This maybe better suited as an question to Math (sic) SE. You are basically dealing with modular arithmetic, since dropping the left-most bits is the same thing.

I am not as good at Maths as the people who are on Math (sic) SE, but i will try to answer.

What we have here is that the number is being multiplied by 33 (3*11), and its only common denominator with your mod is 1. That is because by definition the bits in the computer are powers of two, and thus your mod is some power of two.

You will be able to construct the table where for every previous value you calculate the following value.
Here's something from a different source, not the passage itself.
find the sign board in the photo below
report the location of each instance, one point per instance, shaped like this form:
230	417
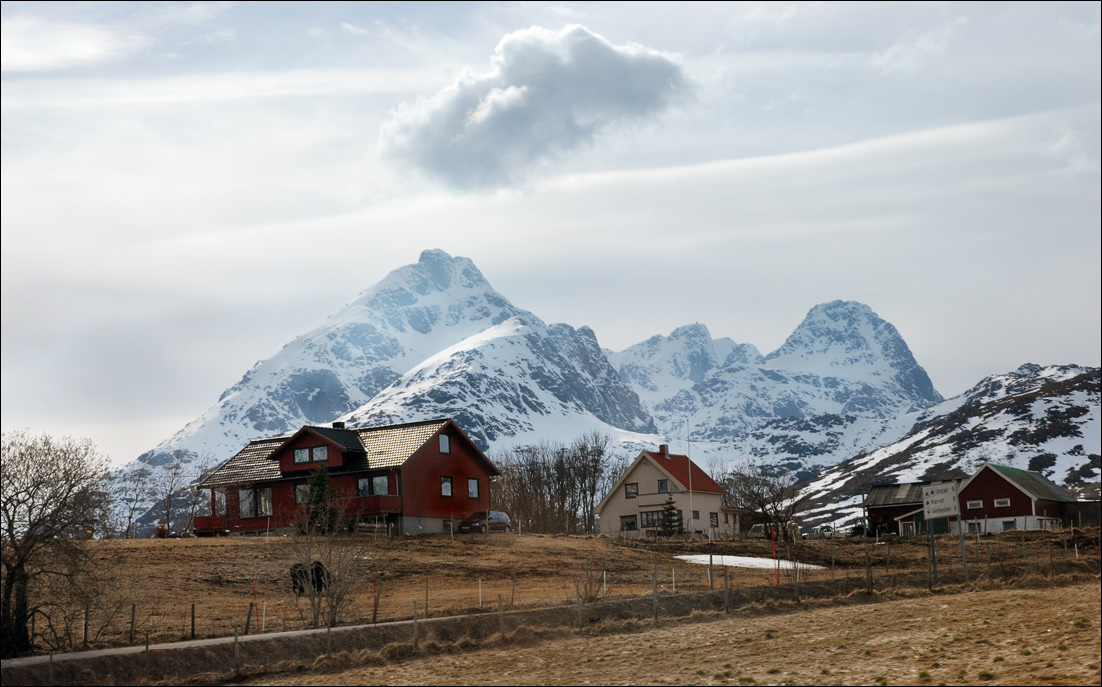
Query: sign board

And the question becomes do the following numbers correspond to only one previous one.

If it were not 33, but a prime or some power of a prime, i believe that the answer would be yes, but in this case… ask on Math.SE!

Programmatic test

This is in C++ because i don't know C#, but the concept still holds. This seems to show that you can:

#include <iostream>
#include <map>

int main(void)
{
    unsigned short count = 0;
    unsigned short x = 0;
    std::map<unsigned short, unsigned short> nextprev;

    nextprev[0] = 0;
    while(++x) nextprev[x] = 0;

    unsigned short nextX;
    while(++x)
    {
            nextX = x*33;
            if(nextprev[nextX])
            {
                    std::cout << nextprev[nextX] << "*33==" << nextX << " && " << x << "*33==" << nextX << std::endl;
                    ++count;
            }
            else
            {
                    nextprev[nextX] = x;
                    //std::cout << x << "*33==" << nextX << std::endl;
            }
    }

    std::cout << count << " collisions found" << std::endl;

    return 0;
}

After populating such a map, you would be always able to get the previous X if you know the next one. There is only a single value at all times.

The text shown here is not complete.